Um Dia Antes de Todos os Outros (Brasil, 2024)
Título Original: Um Dia Antes de Todos os Outros
Direção: Fernanda Bond e Valentina Homem
Roteiro: Fernanda Bond, Jô Bilac e Valentina Homem
Elenco principal: Clarissa Pinheiro, Mariana Bittencourt, Elvira Helena, Geandra Nobre e Ruth Mariana
Distribuição brasileira: Atualmente sem distribuidora oficial
Duração: 73 minutos
Quando duas sessões de cinema seguidas abordam um tema específico, é difícil não criar uma linha de diálogo entre elas, por mais diferentes que sejam os filmes. A exibição deste filme no festival aconteceu logo após a de Ivo (Alemanha, 2024), que traz a história de uma cuidadora de pacientes em cuidados paliativos. Aqui, temos uma situação muito mais brasileira. Marli (Clarissa Pinheiro) é cuidadora de Iara (Elvira Helena), uma senhora que já não fala e tem dificuldade de locomoção, após anos sendo empregada doméstica da família. Mas já no início do filme temos um conflito ocorrendo, pois a casa que Iara mora foi vendida e seu filho, que nunca aparece em tela, pede a Marli que desocupe a casa e entregue a senhora aos cuidados de um asilo. Marli pede então ajuda à sua filha Sofia (Mariana Bittencourt), que vem da Maré para ajudar a mãe.

Aqui, as relações de classe e raça são muito mais relevantes que no caso anterior. Por exemplo, Marli foi morar com a patroa e Sofia passou a viver com a vizinha, criando uma relação de afeto diferente com a mãe. Marli também nunca teve tempo de aproveitar a própria vida, sempre trabalhando, e agora poderá voltar a Olinda, onde comprou seu terreno e pretende viver uma vida tranquila. O longa encaminha-se então para um drama que prioriza a relação entre essas mulheres e suas complexidades.
Nos primeiros momentos, a fotografia do filme parece estranha. Com um foco muito próximo, ela persegue as personagens de perto e desfoca tudo ao seu redor. Nos primeiros momentos, por exemplo, nem conseguimos ver Iara enquanto Marli cuida dela. Mas na medida em que essas relações vão se cruzando e se aprofundando, esse mesmo foco consegue se amplificar. A técnica, então, é utilizada para reforçar a mensagem do filme de modo sutil, mas engenhoso.

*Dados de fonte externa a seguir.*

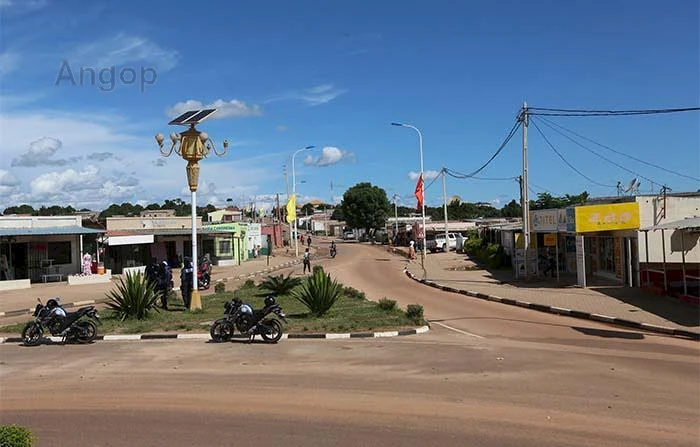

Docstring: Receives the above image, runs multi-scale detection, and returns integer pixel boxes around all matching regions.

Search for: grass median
[0,281,424,335]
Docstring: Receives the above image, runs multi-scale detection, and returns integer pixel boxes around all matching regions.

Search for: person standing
[180,258,194,309]
[158,261,173,310]
[304,248,311,273]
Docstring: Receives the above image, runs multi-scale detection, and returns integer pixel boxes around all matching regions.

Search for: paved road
[0,244,700,447]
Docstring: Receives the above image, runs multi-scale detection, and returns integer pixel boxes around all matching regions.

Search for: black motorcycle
[209,295,287,343]
[22,298,100,346]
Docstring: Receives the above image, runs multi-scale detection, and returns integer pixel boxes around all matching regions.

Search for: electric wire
[533,119,661,185]
[527,107,700,116]
[539,117,700,185]
[532,120,617,188]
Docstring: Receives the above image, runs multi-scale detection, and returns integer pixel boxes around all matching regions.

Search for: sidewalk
[396,247,700,338]
[0,249,301,323]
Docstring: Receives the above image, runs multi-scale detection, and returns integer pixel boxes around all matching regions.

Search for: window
[219,240,231,254]
[46,241,71,265]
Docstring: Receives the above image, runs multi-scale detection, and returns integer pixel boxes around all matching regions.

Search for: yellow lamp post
[156,109,228,310]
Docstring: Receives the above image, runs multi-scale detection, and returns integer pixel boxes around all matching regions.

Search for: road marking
[431,321,484,338]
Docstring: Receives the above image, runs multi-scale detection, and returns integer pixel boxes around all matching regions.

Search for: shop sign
[530,210,559,233]
[576,202,639,233]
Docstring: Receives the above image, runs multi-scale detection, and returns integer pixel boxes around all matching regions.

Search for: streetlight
[156,109,228,310]
[391,123,428,258]
[292,146,316,258]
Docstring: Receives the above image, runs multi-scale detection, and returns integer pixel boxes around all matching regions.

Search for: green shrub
[406,304,423,324]
[107,272,158,321]
[378,297,396,311]
[260,273,301,295]
[291,270,343,317]
[0,424,34,447]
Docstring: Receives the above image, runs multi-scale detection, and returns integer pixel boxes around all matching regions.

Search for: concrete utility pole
[440,166,450,253]
[521,102,530,278]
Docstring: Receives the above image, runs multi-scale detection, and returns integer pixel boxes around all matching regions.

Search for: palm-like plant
[107,272,158,321]
[291,270,343,317]
[260,273,301,295]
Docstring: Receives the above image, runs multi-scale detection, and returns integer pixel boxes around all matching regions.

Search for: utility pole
[521,102,530,278]
[440,166,450,253]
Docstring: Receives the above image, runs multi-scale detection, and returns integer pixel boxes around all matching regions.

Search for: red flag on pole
[415,174,424,211]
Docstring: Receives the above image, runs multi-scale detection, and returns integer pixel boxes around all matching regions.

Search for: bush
[0,425,34,447]
[406,304,423,324]
[260,273,301,295]
[107,272,158,321]
[291,270,343,317]
[378,297,396,311]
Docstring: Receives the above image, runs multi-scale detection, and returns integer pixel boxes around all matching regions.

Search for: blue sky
[0,0,700,213]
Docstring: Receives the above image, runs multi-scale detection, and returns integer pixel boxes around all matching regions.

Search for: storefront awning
[644,217,700,231]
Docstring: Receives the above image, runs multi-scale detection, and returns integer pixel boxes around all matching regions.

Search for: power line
[528,107,700,116]
[532,120,617,188]
[540,118,700,185]
[532,117,661,185]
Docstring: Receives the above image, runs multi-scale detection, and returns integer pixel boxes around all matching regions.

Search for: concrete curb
[404,268,700,341]
[0,326,430,344]
[0,260,301,318]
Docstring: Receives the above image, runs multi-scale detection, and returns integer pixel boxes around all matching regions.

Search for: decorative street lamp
[156,109,228,310]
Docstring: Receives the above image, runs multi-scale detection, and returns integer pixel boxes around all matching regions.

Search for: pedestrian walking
[180,258,194,309]
[304,248,311,273]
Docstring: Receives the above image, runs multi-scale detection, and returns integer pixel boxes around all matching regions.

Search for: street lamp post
[391,123,428,258]
[156,109,228,310]
[292,146,316,258]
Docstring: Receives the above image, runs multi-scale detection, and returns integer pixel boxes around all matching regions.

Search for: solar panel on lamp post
[156,109,228,310]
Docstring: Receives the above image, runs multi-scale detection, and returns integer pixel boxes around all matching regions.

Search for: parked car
[425,233,457,253]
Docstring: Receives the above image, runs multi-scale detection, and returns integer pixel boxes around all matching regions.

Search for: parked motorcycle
[209,295,287,343]
[22,298,100,346]
[197,258,211,290]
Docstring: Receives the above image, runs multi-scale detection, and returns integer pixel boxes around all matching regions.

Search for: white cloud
[165,99,262,119]
[10,137,80,167]
[68,33,180,71]
[304,146,355,167]
[408,171,440,182]
[267,84,345,106]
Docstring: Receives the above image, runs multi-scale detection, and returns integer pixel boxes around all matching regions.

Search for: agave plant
[107,272,158,321]
[291,270,343,317]
[260,273,301,295]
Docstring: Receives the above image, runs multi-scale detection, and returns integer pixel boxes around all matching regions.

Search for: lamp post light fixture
[292,146,316,258]
[155,109,229,310]
[391,123,428,258]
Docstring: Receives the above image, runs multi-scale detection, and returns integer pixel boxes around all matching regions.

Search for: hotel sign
[575,202,639,233]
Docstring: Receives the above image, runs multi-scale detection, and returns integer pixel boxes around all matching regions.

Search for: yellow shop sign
[575,202,639,233]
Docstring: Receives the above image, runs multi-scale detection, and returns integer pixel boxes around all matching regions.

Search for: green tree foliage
[340,182,391,231]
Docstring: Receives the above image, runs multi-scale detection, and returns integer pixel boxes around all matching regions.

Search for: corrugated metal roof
[644,217,700,231]
[0,225,104,236]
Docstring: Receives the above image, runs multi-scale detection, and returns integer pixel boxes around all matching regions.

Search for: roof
[643,217,700,231]
[0,225,105,236]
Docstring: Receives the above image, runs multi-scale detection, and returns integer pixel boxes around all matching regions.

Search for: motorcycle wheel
[22,321,44,346]
[209,320,233,343]
[260,320,282,343]
[73,320,97,344]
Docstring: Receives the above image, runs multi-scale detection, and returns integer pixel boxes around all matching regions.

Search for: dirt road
[0,244,700,447]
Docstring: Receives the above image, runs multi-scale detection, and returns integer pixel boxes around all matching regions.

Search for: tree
[340,182,391,232]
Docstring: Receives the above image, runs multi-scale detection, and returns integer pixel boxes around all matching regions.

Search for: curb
[0,326,430,344]
[0,260,301,318]
[404,268,700,341]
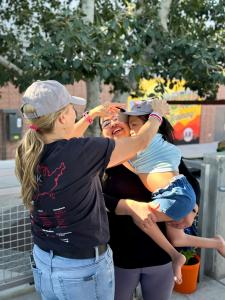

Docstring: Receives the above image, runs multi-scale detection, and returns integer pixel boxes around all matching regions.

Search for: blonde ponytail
[15,104,65,210]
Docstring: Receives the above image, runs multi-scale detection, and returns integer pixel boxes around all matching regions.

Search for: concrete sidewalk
[0,277,225,300]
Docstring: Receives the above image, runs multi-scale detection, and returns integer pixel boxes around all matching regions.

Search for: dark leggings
[115,263,174,300]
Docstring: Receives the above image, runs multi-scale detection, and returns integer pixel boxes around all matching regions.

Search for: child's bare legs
[141,214,186,284]
[167,224,225,257]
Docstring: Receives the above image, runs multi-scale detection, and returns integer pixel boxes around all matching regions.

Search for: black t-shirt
[103,162,199,269]
[31,138,115,253]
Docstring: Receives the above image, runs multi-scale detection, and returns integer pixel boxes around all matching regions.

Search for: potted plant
[174,248,200,294]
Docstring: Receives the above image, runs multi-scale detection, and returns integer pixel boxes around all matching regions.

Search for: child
[124,101,225,283]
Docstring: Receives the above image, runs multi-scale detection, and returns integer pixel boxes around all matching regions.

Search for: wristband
[83,111,93,125]
[148,111,163,124]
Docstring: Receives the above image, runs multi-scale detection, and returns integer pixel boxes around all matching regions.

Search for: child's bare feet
[215,235,225,258]
[172,253,186,284]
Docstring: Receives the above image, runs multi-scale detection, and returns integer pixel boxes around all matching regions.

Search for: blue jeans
[33,245,115,300]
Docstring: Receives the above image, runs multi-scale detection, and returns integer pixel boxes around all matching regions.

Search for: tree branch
[0,55,23,76]
[159,0,172,31]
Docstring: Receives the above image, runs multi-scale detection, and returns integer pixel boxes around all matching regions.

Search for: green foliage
[180,248,197,265]
[0,0,225,99]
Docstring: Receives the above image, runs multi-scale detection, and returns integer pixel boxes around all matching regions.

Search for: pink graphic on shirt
[34,162,66,200]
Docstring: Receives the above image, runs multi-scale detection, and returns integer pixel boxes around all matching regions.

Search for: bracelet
[148,111,163,124]
[83,111,93,125]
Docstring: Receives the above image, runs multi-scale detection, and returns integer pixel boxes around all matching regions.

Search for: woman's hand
[89,102,126,119]
[151,99,169,117]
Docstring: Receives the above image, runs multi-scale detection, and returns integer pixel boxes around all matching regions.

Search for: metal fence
[0,201,33,290]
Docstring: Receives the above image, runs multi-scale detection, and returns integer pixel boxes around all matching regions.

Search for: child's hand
[89,102,126,118]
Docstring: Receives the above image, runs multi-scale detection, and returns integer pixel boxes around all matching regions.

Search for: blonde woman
[16,80,168,300]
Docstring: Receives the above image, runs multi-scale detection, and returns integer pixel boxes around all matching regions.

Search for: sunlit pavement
[0,277,225,300]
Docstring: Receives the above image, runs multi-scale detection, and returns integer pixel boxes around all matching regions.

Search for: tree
[0,0,225,106]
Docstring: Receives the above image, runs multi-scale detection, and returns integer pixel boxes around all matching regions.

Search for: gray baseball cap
[123,100,153,116]
[20,80,86,119]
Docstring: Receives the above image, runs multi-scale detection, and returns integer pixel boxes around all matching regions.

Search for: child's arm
[74,102,124,137]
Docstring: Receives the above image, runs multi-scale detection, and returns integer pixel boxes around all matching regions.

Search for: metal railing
[0,201,33,290]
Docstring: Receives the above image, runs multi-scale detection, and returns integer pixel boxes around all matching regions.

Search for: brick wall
[0,82,225,160]
[0,82,112,160]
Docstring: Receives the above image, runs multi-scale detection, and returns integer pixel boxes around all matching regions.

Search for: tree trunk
[81,0,100,136]
[86,77,100,136]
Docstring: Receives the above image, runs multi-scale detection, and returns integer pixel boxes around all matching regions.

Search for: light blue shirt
[129,133,181,173]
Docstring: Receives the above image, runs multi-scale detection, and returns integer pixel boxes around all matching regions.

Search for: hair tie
[29,124,39,131]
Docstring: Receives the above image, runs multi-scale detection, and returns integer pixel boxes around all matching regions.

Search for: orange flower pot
[174,256,200,294]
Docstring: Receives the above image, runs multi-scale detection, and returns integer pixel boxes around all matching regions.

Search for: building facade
[0,82,225,160]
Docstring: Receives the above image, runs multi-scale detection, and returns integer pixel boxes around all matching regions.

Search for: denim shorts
[152,175,196,221]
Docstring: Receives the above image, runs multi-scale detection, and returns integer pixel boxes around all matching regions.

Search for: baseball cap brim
[71,96,87,117]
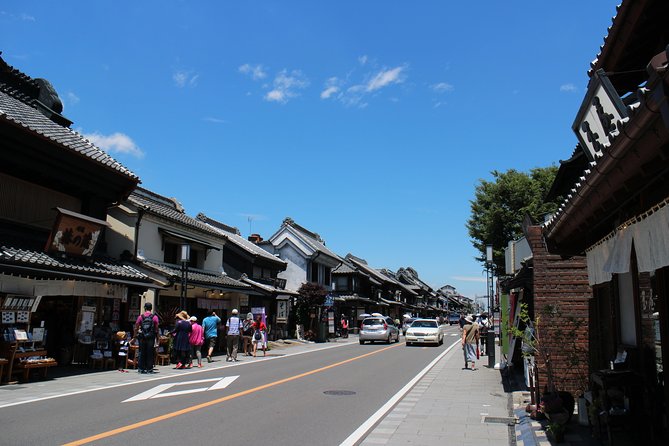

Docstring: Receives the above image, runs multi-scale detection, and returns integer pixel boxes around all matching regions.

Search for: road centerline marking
[64,344,402,446]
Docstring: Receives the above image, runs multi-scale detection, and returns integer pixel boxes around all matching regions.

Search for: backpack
[139,314,156,338]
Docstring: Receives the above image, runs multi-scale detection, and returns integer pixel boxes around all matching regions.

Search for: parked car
[402,317,416,334]
[358,316,400,345]
[404,319,444,345]
[448,313,460,325]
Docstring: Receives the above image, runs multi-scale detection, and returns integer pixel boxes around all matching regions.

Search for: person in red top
[188,316,204,367]
[135,302,158,373]
[251,316,267,358]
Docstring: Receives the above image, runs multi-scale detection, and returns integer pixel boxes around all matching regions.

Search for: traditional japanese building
[0,58,156,370]
[535,0,669,442]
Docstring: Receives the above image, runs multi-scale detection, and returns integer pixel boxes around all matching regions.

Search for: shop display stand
[0,341,58,384]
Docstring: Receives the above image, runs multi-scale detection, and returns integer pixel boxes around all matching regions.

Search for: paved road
[0,327,457,445]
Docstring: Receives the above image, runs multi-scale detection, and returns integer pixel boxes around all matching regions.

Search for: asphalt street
[0,326,458,445]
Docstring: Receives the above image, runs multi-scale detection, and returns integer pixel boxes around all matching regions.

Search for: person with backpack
[135,302,159,373]
[202,311,221,362]
[251,315,267,358]
[341,314,348,338]
[172,311,193,369]
[188,316,204,367]
[225,308,243,362]
[242,313,253,356]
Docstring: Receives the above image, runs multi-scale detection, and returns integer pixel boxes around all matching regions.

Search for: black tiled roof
[0,83,139,182]
[197,213,286,267]
[142,260,251,290]
[0,246,150,283]
[128,187,221,238]
[282,217,341,261]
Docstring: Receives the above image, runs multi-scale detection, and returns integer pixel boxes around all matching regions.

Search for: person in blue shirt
[225,308,243,362]
[202,311,221,362]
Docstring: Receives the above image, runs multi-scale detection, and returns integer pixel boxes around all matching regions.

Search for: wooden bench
[0,341,58,383]
[16,360,58,381]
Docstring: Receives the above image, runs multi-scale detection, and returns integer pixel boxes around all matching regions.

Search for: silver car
[359,316,400,345]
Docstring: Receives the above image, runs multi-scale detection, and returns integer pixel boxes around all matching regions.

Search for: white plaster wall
[105,208,136,259]
[277,244,307,290]
[139,215,223,272]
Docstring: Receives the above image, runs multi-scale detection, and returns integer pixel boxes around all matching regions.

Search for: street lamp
[486,245,495,367]
[180,244,190,311]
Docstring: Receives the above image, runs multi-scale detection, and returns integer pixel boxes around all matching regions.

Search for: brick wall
[526,226,592,394]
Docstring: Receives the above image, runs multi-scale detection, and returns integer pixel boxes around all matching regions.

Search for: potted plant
[511,304,587,426]
[546,422,565,443]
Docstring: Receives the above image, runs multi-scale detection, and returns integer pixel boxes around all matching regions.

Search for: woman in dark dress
[172,311,193,369]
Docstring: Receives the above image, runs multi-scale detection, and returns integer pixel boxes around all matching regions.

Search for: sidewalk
[359,337,516,446]
[0,335,600,446]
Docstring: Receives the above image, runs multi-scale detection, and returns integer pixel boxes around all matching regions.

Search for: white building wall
[277,244,307,290]
[105,208,136,259]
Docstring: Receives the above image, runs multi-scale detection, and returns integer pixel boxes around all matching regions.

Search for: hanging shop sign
[45,208,109,257]
[572,69,628,161]
[276,300,289,324]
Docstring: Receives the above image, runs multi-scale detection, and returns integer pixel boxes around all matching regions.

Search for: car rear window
[362,319,383,325]
[411,321,437,328]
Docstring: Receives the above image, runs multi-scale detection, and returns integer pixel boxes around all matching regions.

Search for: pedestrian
[225,308,243,362]
[172,311,192,369]
[341,314,348,338]
[476,313,492,355]
[188,316,204,367]
[134,302,158,373]
[251,316,267,358]
[242,313,253,356]
[202,311,221,362]
[462,314,479,370]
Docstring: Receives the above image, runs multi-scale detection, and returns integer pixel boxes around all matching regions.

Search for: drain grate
[483,417,516,426]
[323,390,355,395]
[0,386,27,390]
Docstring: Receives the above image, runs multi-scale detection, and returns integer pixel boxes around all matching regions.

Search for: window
[163,242,200,268]
[334,276,350,291]
[618,273,637,346]
[322,266,332,285]
[310,262,318,283]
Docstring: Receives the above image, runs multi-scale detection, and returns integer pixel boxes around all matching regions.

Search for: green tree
[467,166,560,274]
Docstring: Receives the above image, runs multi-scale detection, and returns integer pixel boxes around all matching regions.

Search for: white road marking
[123,375,239,403]
[0,342,357,409]
[339,341,459,446]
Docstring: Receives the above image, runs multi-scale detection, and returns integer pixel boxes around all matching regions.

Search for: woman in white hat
[462,314,479,370]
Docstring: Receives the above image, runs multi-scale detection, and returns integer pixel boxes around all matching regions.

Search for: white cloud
[366,66,406,92]
[172,70,200,88]
[321,77,341,99]
[321,85,339,99]
[239,64,267,81]
[265,70,309,103]
[204,116,228,124]
[0,11,35,22]
[67,91,79,105]
[430,82,455,93]
[83,132,144,158]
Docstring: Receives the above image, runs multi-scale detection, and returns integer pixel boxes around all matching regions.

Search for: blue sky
[0,0,617,297]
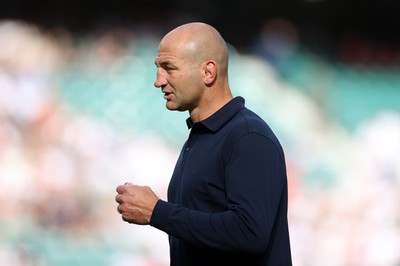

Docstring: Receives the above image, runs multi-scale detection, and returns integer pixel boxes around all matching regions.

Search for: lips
[163,91,172,100]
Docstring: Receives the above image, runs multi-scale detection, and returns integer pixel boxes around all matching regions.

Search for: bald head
[160,22,228,76]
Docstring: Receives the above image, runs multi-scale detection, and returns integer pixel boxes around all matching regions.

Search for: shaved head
[154,22,232,121]
[160,22,228,76]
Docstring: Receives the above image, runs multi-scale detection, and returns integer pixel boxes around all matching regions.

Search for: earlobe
[204,61,217,86]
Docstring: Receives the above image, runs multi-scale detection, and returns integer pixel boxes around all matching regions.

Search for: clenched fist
[115,183,158,225]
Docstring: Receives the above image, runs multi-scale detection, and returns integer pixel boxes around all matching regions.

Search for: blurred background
[0,0,400,266]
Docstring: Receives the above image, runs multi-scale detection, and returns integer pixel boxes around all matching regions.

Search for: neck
[189,90,233,123]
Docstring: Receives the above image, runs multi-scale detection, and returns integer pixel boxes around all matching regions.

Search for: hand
[115,183,158,225]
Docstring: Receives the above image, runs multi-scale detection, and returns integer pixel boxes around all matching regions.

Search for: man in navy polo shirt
[116,23,292,266]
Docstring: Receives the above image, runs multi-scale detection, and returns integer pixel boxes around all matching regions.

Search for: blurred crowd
[0,20,400,266]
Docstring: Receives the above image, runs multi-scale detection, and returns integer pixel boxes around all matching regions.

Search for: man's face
[154,38,204,112]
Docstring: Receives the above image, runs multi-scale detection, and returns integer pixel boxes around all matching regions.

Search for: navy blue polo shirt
[150,97,292,266]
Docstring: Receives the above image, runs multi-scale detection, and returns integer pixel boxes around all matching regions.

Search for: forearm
[150,200,270,253]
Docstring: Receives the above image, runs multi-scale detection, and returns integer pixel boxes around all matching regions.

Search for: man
[116,23,292,266]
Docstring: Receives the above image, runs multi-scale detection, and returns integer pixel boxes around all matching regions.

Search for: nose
[154,71,168,88]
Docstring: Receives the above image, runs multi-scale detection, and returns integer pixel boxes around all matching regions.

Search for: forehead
[155,42,185,64]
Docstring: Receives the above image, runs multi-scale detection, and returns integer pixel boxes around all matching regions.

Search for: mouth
[164,91,172,100]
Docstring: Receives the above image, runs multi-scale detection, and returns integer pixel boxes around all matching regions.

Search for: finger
[117,204,122,214]
[116,185,126,194]
[115,194,122,204]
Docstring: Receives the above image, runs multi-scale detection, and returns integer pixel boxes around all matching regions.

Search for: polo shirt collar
[186,96,245,132]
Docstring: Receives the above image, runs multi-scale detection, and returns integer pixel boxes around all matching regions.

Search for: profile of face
[154,30,204,111]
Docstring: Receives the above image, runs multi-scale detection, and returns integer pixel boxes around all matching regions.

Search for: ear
[204,60,217,86]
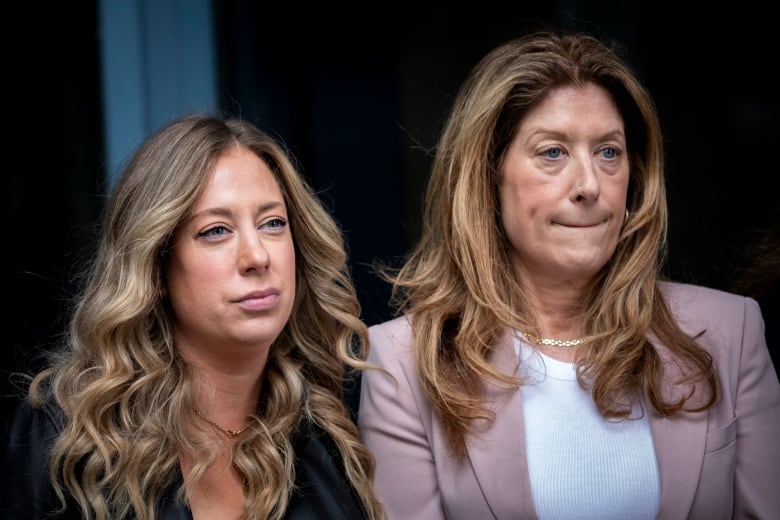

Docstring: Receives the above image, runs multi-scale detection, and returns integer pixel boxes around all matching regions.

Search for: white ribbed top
[515,335,661,520]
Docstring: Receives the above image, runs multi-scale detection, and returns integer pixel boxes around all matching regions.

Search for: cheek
[167,253,224,299]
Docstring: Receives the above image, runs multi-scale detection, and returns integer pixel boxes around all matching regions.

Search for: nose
[237,229,270,274]
[571,154,600,202]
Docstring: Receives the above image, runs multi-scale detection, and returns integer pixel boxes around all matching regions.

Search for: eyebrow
[523,127,626,143]
[187,200,284,222]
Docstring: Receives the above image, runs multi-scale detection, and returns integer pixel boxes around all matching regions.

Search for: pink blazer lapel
[649,314,707,518]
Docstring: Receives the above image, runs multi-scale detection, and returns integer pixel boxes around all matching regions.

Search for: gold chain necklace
[193,408,252,438]
[523,332,588,348]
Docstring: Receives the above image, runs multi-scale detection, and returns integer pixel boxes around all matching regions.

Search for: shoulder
[659,282,762,329]
[284,419,362,520]
[368,316,412,365]
[368,316,412,343]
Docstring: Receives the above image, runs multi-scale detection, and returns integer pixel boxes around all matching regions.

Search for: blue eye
[260,218,287,229]
[601,147,620,159]
[198,226,229,237]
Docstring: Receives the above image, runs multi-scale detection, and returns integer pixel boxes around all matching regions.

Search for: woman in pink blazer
[358,32,780,520]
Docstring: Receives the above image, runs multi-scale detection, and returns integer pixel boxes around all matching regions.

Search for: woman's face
[166,147,295,359]
[499,84,629,288]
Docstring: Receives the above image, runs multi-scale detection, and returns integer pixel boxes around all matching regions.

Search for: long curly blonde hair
[29,114,382,519]
[380,31,718,455]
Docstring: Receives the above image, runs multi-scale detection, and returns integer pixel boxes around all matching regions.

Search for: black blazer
[0,396,368,520]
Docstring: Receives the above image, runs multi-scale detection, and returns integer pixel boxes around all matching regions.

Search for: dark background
[2,0,780,394]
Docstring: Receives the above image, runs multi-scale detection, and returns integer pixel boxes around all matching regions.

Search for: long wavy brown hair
[382,30,718,454]
[30,114,382,519]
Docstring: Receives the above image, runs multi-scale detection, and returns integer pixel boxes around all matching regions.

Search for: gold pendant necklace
[523,332,588,348]
[194,408,252,438]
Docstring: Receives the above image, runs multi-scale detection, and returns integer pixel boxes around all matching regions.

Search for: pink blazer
[358,283,780,520]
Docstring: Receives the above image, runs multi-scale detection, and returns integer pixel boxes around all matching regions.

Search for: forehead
[195,148,282,208]
[521,83,623,126]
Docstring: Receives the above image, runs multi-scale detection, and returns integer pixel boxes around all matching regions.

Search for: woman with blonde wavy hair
[0,114,382,520]
[358,31,780,520]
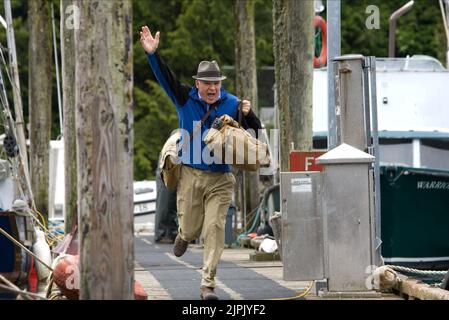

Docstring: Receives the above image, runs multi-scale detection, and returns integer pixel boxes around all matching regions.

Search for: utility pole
[28,0,53,219]
[60,0,78,233]
[273,0,314,171]
[234,0,260,215]
[75,0,134,300]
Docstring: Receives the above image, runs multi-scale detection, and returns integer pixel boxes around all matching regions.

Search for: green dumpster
[380,165,449,269]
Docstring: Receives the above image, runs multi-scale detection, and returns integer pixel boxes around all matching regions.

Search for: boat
[313,55,449,270]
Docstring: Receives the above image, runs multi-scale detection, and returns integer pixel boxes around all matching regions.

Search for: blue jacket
[147,52,261,172]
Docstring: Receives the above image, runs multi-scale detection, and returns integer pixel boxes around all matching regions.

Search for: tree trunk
[60,0,78,233]
[28,0,53,219]
[273,0,314,171]
[75,0,134,299]
[235,0,259,215]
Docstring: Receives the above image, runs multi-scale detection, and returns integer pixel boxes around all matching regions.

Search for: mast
[4,0,28,172]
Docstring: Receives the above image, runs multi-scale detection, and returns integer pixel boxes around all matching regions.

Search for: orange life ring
[313,16,327,68]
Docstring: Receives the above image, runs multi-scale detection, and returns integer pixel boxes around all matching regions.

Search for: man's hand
[140,26,160,54]
[242,100,251,116]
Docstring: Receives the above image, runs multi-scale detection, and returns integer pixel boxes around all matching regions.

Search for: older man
[140,26,261,300]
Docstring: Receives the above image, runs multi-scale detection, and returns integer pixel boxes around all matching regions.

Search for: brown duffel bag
[204,114,271,171]
[159,130,181,189]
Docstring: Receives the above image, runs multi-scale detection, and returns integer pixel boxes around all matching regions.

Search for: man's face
[195,80,221,104]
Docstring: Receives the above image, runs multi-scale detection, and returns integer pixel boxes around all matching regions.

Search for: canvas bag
[204,114,271,171]
[159,107,216,189]
[159,130,181,189]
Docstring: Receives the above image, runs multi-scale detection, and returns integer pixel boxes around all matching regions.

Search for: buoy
[33,228,52,281]
[313,16,327,68]
[134,280,148,300]
[53,254,79,300]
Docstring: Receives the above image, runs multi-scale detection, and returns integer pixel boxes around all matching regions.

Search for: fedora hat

As atuações são outro elemento essencial para a obra, dado que a maior parte de seus acontecimentos está em diálogos que acontecem em um único ambiente, o apartamento. Desde a expressão corporal de Elvira Helena até o tom de voz quase de quem como fala com uma criança das outras personagens, é necessária uma delicadeza para não chegar a um resultado caricato. Elas conseguem, através do roteiro bem estruturado, trazer diversas questões de raça, classe, idade e cultura que poderiam ser panfletárias, mas são colocadas como essenciais para essa nova convivência.
Assim, o filme fala sobre muitos assuntos de maneira sensível, e cria mais uma discussão necessária na sociedade brasileira. E nos lembra que ainda temos muitos problemas a resolver antes de chegarmos ao nível de cuidados paliativos mostrado na obra anterior.